In what looks like a well-organized kitchen, rows of shelves stack to the ceiling lined with neatly labeled glass canisters filled with dried roots, leaves and flowers. Grimsley pulls one down and opens the lid.
"This is Trichosanthes," he says. "We go by their Latin name as opposed to their Chinese Pinyin medicinal name, because we're farmers working with the herbs themselves and not the medicine. This is a perennial melon. And one wonderful thing about it is the skin is used, the seeds are used, the fruit is used and the root is used and they're all for something different."
Practitioners must be certified by the state, and not all states allow it. But growers see an increase in demand.
The renowned Cleveland Clinic opened the Chinese Herbal Therapy Clinic in January, one of the first herbal clinics inside a hospital in the country. Director Jamie Starkey, like most practitioners, buys her herbs from China, but she says she'd like to see high-quality medicinal herbs grown in the U.S.
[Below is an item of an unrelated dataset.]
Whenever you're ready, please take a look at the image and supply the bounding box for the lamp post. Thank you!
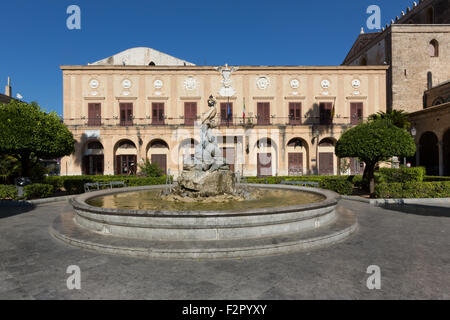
[404,127,417,169]
[314,128,320,175]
"If the United States farmers can tap into growing Chinese herbs, but do it in a way where there's proper testing by third parties, they're able to identify the herbs properly, there's no contamination, no pesticides, you know, I think it's such a great opportunity," Starkey says.
Jean Giblette, a longtime grower who has studied the market, says 27,000 licensed practitioners work in the U.S. She estimates the market to be $200 million to $300 million a year.
"That's a conservative estimate, because once they're presented with fresh, domestically grown herbs I think it's actually going to change practitioner behavior," Giblette says. "It's going to encourage people who may be relying on manufactured products ... to go back to the traditional agricultural products."
Many herbalists say the most effective way to use medicinal herbs is to boil them twice, then discard them and drink the "tea" — a process known as decoction. It's exactly the way people in Appalachia have taken wild indigenous herbs for decades.
"This area of the Appalachians corresponds very nicely to the medicine belt in China, where a lot of the Chinese herbs are endemic — they grow naturally in the wild — so we're very excited to become a medicinal hub for Chinese herbs," Giblette says.
Since the project began in the spring, the Appalachian Medicinal Herb Growers Consortium has helped plant nine farms in the area. Grimsley says 20 more are on the way.